Cette ONG de développement belge qui œuvre depuis 1984 à la défense de l’agriculture familiale collabore depuis plus de 20 ans avec la Fédération Wallone de l’Agriculture, l’Union des Agricultrices Wallones et la Fédération des Jeunes Agriculteurs.
Lors de la séance introductive, Frédéric Courleux a resitué les opportunités et les limites des outils « Organisation de Producteurs – OP » et « Organisations interprofessionnelles – OIP » pour améliorer le pouvoir de marché des producteurs dans la prochaine PAC.
Nous reproduisons ci-dessous la partie du compte-rendu qui synthétise son intervention. L’ensemble du compte-rendu est disponible en cliquant ici.
Le débat actuel sur l’amélioration du pouvoir de marché des producteurs dans la PAC : un regain d’intérêt face au constat du dysfonctionnement des marchés agricoles.

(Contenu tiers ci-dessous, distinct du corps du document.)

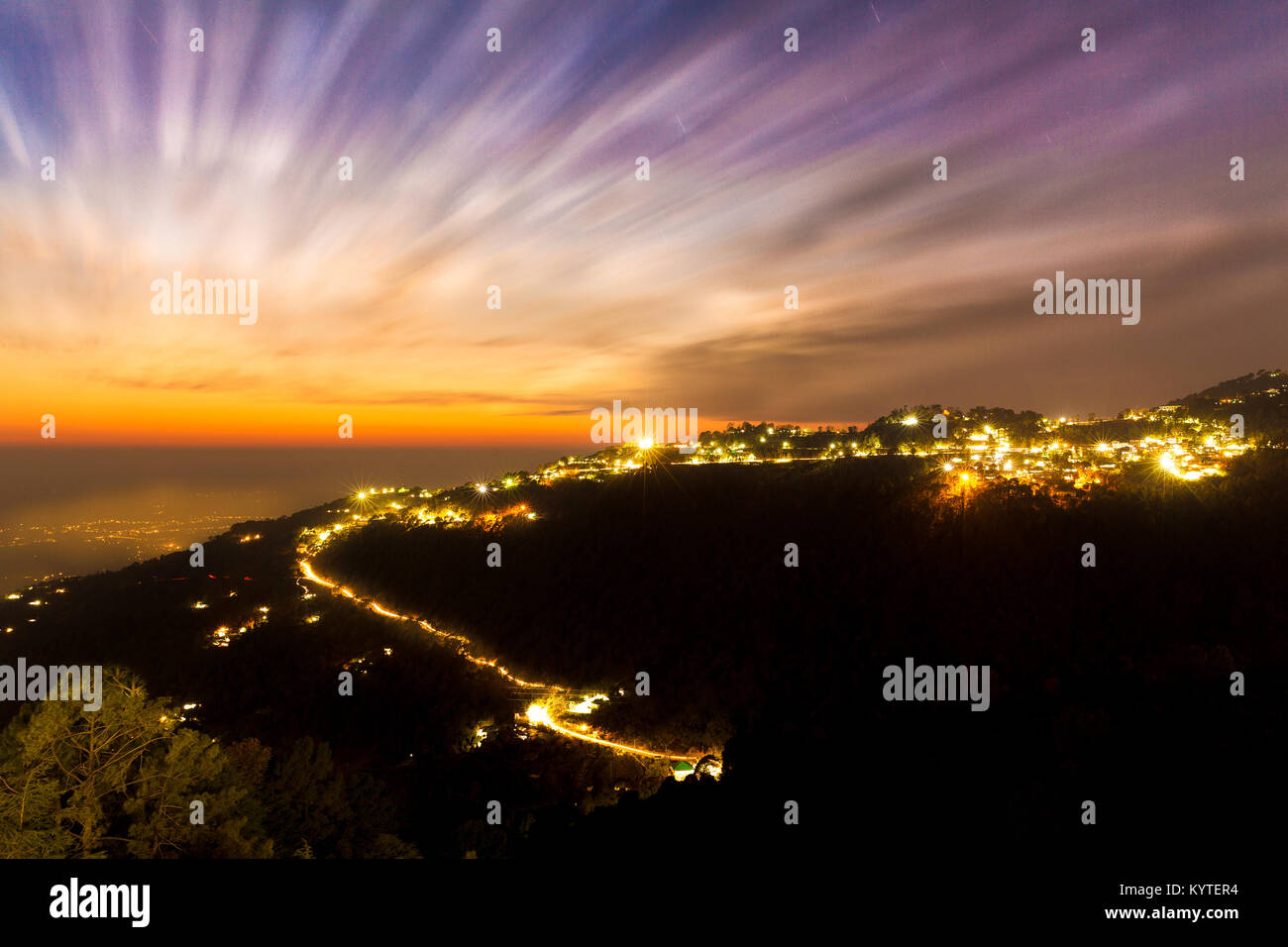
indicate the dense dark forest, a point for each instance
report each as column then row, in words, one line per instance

On assiste actuellement à un fort regain d’intérêt sur la scène européenne pour l’objectif d’améliorer le pouvoir de marché des producteurs. Cela s’appuie sur le constat que les marchés agricoles ne fonctionnent pas aussi bien qu’en théorie. On se trouve donc devant le paradoxe qu’après avoir prôné une agriculture « market oriented » et supprimer les outils de régulation des marchés agricoles depuis 25 ans, on se rend compte que les marchés ne sont pas aussi efficients que souhaités. Si ces outils de régulation avaient justement été mis en place c’était non seulement pour protéger les marchés européens de prix internationaux (le plus souvent) de dumping, mais aussi pour pallier aux dysfonctionnement des marchés au sein des filières européennes qui conduisent à un partage de la valeur et à un partage de l’exposition aux risques en défaveur des producteurs.
Rappel des principales causes du dysfonctionnement des marchés agricoles
Et Frédéric Courleux de rappeler l’origine de ce dysfonctionnement. La principale spécificité du secteur agricole est qu’il combine une forte atomicité des producteurs et une structure des coûts de production qui correspond à celle d’une industrie lourde avec d’importants coûts fixes. Ces deux caractéristiques conduisent l’offre agricole à avoir une réponse asymétrique aux variations de prix : quand les prix montent, la production augmente rapidement car les agriculteurs investissent dans des intrants, des équipements et de nouvelles terres cultivées ; quand les prix baissent, la production ne diminue pas si vite car, individuellement un producteur n’a aucun espoir de voir une baisse de sa propre production se traduire en hausse de prix et qu’il faut continuer à rembourser et/ou rentabiliser les coûts fixes mobilisés.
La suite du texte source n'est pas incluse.